Running a test case will usually mean invoking a script. This script will do the following :
  1. Prepocessing. Compiling, assembling, file munging. Hex dumping to generate files suitable for e.g. loadmemh or equivalent. Preparation of arguments, e.g. +plusarg=value.
  2. Simulation Invocation. Most likely in a subshell of the test case script. The hex files may be unpacked by test bench verilog. The test bench may also attempt to parse the +plusarg=value arguments. Many test benches will use a unified logger - it may be in a C++ foreign model or similar, but might be in verilog or VHDL. It will provide methods to emit INFO, WARNING, ERROR, etc. and keep a tally which is displayed at the end. The standard output of this process will be captured for postprocessing and e.g. memory may be dumped into hex files.
  3. Postprocessing. Probably a continuation of the same script as stage 1, but may not be. The captured standard output/error of the simulation will be parsed. Hex files examined. Results munged. PASS/FAIL printed.
There are advantages to integrating all three of these into one :
  1. Reuse that logging API. Warnings and errors in preprocessing scripts will be treated consistently with those in the simulation, instead of different things happening (in the absolute worst case, slightly different things). No more regular expression parsing is required of the textual output to determine pass/fail status. Less scope exists to lose a test as the number of processes and log files are reduced.
  2. Removing script type work from the test bench - argument parsing for example. Use the right language for the problem, argument parsing is best done by a scripting language.
  3. Simplification - stop munging data into an intermediate format so it can be easily processed by the simulation language. The scripting language now has the ability to poke about into the simulation data structures so can put the required values straight into the required registers instead of via plusargs or hex dump or both.
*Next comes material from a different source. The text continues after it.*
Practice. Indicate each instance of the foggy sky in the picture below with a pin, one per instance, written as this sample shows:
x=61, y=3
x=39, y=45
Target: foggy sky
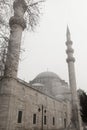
x=45, y=48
  4. Recompile less often. By gluing together APIs in a scripting language a code change will not always necessitate a recompile if only interpreted code is changed.
It has always been possible to do something like this in any of ncsim, vcs or msim. But to do so would mean using a simulator specific HDL API (forcing, breakpointing etc.) which would increase vendor lock in. Additionally TCL may not be the best choice of scripting language, and the logging would still need to be imported across the TCL and HDL.

I want to explore how this might be done and to demonstrate how to integrate Python into a Verilog simulator and show how this approach can be used across multiple simulators (including Verilator) to achieve consistent results with all of them. And then go on to show how the logging library's API can be used to dump results to database from which we can generate web based reports, including regression results and regression triage.